La venezualización a que me refiero corresponde a la forma en que se han venido a proyectar sobre nuestro escenario político actual causas y efectos del presente venezolano, a los que no son ajenos, en importante medida, agentes españoles de reputada significación en los vectores Internacionales del marxismo-leninismo; en formatos populistas, las más de las veces, por economía en la homologación de claves y más práctica funcionalidad para la comunicación internacional de los distintos grupos locales envueltos en la misma estrategia revolucionaria para asalto y toma del poder.

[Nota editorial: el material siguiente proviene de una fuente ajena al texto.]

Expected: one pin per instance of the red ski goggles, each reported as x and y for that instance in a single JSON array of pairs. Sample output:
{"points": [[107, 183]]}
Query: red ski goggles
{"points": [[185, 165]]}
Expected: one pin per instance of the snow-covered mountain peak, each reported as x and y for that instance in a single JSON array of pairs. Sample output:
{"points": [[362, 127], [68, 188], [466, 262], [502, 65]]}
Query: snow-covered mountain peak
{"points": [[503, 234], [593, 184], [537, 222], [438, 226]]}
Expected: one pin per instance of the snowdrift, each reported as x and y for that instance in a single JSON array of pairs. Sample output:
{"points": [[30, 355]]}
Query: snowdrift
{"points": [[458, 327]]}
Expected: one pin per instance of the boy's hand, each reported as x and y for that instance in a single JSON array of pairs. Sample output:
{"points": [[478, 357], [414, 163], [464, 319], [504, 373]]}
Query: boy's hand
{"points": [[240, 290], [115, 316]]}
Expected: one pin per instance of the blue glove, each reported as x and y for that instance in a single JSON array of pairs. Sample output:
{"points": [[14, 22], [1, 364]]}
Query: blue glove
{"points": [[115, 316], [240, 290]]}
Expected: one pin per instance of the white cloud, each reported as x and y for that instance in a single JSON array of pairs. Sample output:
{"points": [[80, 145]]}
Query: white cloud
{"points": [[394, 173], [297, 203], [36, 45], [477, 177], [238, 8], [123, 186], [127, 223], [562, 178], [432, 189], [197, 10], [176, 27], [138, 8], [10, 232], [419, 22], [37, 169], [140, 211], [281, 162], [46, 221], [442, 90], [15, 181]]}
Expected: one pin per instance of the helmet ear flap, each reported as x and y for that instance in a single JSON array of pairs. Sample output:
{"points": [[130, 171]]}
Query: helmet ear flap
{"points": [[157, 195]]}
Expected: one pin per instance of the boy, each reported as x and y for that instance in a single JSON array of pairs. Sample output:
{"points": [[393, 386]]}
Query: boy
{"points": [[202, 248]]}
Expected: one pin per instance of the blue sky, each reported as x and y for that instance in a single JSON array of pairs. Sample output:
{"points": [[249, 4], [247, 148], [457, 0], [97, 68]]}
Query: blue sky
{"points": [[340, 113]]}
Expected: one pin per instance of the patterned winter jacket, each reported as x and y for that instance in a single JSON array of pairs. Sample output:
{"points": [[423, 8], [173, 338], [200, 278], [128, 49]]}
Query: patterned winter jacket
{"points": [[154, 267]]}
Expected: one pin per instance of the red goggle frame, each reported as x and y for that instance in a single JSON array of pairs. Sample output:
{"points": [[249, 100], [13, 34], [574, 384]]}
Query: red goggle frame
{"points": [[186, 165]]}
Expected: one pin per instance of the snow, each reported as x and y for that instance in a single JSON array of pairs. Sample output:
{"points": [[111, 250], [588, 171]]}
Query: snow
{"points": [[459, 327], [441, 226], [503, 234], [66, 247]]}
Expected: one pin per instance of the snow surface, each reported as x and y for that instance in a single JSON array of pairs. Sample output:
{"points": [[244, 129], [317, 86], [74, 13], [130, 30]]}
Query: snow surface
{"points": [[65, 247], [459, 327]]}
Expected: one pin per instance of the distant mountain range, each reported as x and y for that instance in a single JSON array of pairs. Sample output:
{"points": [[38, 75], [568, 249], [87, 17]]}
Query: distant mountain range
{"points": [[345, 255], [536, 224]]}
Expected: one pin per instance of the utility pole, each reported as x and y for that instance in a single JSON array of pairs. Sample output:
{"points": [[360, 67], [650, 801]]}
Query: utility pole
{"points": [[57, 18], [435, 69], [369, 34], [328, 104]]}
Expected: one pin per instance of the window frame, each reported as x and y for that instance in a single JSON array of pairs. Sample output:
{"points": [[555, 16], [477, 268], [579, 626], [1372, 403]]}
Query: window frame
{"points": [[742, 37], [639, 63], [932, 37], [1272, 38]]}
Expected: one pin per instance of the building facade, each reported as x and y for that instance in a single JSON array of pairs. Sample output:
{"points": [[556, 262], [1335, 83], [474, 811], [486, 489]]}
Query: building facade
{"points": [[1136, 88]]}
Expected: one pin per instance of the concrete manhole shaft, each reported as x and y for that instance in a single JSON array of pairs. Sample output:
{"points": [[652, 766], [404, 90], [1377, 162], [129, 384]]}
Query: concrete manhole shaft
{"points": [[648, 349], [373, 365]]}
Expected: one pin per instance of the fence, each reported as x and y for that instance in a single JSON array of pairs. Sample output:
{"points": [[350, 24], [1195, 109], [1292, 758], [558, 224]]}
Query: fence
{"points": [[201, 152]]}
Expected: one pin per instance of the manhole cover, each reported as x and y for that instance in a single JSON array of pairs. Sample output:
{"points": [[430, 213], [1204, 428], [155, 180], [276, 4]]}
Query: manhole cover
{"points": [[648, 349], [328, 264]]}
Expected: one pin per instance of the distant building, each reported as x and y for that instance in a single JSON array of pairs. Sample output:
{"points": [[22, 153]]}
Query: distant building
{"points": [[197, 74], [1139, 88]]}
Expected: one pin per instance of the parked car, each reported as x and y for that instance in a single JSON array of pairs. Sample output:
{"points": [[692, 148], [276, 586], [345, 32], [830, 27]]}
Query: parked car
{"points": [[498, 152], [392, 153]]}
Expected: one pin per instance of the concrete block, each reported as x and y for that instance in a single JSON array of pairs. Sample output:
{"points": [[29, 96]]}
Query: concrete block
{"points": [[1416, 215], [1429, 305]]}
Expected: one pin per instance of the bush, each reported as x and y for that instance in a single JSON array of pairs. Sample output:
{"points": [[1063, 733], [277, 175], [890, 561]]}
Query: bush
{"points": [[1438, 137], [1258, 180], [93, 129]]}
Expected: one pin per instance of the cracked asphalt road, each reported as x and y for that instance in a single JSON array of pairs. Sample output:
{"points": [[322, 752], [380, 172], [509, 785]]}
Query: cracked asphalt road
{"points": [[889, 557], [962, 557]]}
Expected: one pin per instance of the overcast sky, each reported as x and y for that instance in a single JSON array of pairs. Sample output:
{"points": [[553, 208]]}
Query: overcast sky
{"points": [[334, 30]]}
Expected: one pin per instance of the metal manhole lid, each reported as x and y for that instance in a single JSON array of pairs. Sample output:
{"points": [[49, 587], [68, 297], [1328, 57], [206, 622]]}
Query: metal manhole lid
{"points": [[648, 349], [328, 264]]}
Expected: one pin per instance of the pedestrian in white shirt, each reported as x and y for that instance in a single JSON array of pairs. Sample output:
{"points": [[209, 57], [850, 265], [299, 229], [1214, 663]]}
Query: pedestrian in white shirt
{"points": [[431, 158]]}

El asalto “bolivariano” en Venezuela, con el Golpe de 2015, por la confiscación totalitaria de la victoria democrática de la Oposición, es la  misma receta populista, comunistizante, que el leninista Pablo Iglesias le ha puesto en la mano al socialista Pedro Sánchez, para que éste haga a efectos presupuestarios, con el Senado, lo mismo  que hizo entonces Nicolás Maduro con el Parlamento venezolano: confiscarlo, transfiriendo sus atribuciones a una Asamblea Constituyente como coartada de omnipotencia totalitaria y dictatorial.

La misma ecuación de cambio es la planteada por Iglesias respecto al Senado, dónde  el Partido Popular dispone de la mayoría bastante para cerrar el paso a las pretensiones de este Gobierno, de presentación democrática asistida desde la morralla parlamentaria y la complicidad de los dos separatismos: el catalán y el vasco.

España espera que los barones del PSOE salgan al paso del atentado chavista de Podemos, y de la ineptitud sanchista, contra las libertades de nuestra Nación.

Maduro: tus brevas de aquí están verdes todavía.